GQLAlchemy is built on top of Memgraph's low-level client `pymgclient`
([pypi](https://pypi.org/project/pymgclient/) /
[documentation](https://memgraph.github.io/pymgclient/) /
[GitHub](https://github.com/memgraph/pymgclient)).

## Installation

To install `gqlalchemy`, simply run the following command:
```
pip install gqlalchemy
```

## Build & Test

The project uses [poetry](https://python-poetry.org/) to build the GQLAlchemy. To build and run tests execute the following commands:
`poetry install`

Before running tets make sure you have an active memgraph instance, then you can run:
`poetry run pytest .`

## GQLAlchemy example


When working with the `gqlalchemy`, Python developer can connect to database and execute `MATCH` cypher query with following syntax:

```python
from gqlalchemy import Memgraph

memgraph = Memgraph("127.0.0.1", 7687)
memgraph.execute("CREATE (:Node)-[:Connection]->(:Node)")
results = memgraph.execute_and_fetch("""
    MATCH (from:Node)-[:Connection]->(to:Node)
    RETURN from, to;
""")

for result in results:
    print(result['from'])
    print(result['to'])
```

## Query builder example

As we can see, the example above can be error-prone, because we do not have abstractions for creating a database connection and `MATCH` query.

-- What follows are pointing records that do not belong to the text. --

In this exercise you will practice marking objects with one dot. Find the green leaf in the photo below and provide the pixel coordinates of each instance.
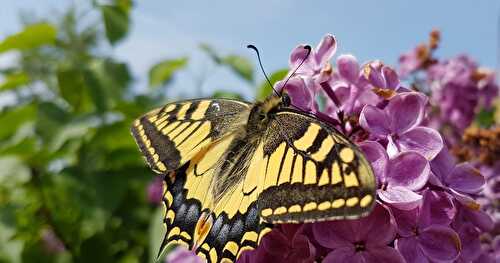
(71, 86)
(156, 234)
(10, 247)
(116, 21)
(13, 172)
(486, 118)
(221, 94)
(241, 66)
(14, 80)
(32, 36)
(264, 89)
(15, 117)
(161, 73)
(210, 51)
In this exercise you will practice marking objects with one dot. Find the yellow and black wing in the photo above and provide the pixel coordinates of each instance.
(312, 172)
(170, 136)
(218, 230)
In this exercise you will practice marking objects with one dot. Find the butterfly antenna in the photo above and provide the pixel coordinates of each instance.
(262, 68)
(306, 47)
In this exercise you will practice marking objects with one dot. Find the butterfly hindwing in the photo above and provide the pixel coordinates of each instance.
(170, 136)
(235, 222)
(312, 172)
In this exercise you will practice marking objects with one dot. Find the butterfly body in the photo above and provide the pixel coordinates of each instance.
(233, 167)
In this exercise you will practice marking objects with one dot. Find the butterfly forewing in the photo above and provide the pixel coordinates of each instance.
(225, 182)
(235, 222)
(312, 172)
(170, 136)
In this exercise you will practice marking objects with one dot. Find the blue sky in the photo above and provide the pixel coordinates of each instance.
(370, 30)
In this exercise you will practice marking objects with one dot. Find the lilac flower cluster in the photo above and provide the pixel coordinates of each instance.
(429, 205)
(426, 208)
(458, 87)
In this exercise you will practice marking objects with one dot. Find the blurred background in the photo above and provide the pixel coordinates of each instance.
(74, 74)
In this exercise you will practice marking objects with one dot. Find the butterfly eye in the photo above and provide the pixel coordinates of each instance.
(285, 100)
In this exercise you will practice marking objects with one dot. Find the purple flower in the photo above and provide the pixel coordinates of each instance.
(348, 90)
(424, 232)
(362, 240)
(300, 91)
(413, 60)
(453, 78)
(398, 177)
(381, 77)
(181, 255)
(317, 65)
(461, 178)
(398, 123)
(155, 190)
(471, 245)
(285, 243)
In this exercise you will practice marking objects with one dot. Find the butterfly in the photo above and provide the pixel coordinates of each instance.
(232, 169)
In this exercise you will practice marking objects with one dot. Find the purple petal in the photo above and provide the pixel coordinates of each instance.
(443, 164)
(384, 254)
(344, 254)
(302, 249)
(392, 146)
(377, 157)
(300, 94)
(440, 243)
(400, 197)
(276, 243)
(423, 140)
(348, 67)
(374, 76)
(410, 250)
(408, 169)
(334, 234)
(291, 230)
(465, 178)
(325, 49)
(379, 227)
(437, 208)
(375, 121)
(477, 217)
(391, 78)
(406, 221)
(297, 56)
(471, 246)
(406, 111)
(181, 255)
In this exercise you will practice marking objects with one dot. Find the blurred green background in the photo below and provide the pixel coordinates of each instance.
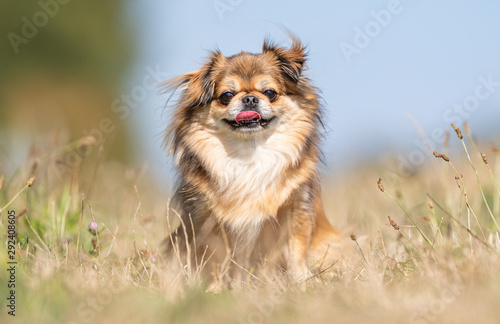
(59, 73)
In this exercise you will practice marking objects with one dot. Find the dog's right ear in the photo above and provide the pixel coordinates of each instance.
(196, 87)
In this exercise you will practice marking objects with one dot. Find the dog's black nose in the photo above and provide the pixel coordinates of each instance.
(250, 101)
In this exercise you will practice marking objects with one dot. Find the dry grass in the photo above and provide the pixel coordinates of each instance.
(435, 260)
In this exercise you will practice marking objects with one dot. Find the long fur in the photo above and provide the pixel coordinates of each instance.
(250, 197)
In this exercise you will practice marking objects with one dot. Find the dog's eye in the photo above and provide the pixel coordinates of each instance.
(226, 97)
(271, 94)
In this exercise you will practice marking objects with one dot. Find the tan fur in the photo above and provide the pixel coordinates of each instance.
(251, 196)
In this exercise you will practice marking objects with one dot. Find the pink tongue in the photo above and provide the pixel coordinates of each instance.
(246, 116)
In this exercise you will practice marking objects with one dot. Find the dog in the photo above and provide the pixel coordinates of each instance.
(245, 136)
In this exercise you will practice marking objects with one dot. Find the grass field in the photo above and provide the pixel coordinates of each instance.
(437, 263)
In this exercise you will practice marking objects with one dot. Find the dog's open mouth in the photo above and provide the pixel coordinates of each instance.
(248, 119)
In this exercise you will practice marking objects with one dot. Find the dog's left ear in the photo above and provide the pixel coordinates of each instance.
(291, 59)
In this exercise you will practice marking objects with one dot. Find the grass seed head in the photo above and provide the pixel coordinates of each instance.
(392, 223)
(442, 156)
(93, 228)
(446, 141)
(458, 131)
(380, 185)
(467, 129)
(485, 158)
(30, 181)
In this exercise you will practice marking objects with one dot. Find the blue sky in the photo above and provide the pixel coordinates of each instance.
(386, 68)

Now, rewrite the exact same query by using the functionality of gqlalchemys query builder..

```python

from gqlalchemy import Match, Memgraph

memgraph = Memgraph()

results = Match().node("Node",variable="from")
                 .to("Connection")
                 .node("Node",variable="to")
                 .execute()

for result in results:
    print(result['from'])
    print(result['to'])
```

## License

Copyright (c) 2016-2021 [Memgraph Ltd.](https://memgraph.com)

Licensed under the Apache License, Version 2.0 (the "License"); you may not use
this file except in compliance with the License. You may obtain a copy of the
License at

     http://www.apache.org/licenses/LICENSE-2.0

Unless required by applicable law or agreed to in writing, software distributed
under the License is distributed on an "AS IS" BASIS, WITHOUT WARRANTIES OR
CONDITIONS OF ANY KIND, either express or implied. See the License for the
specific language governing permissions and limitations under the License.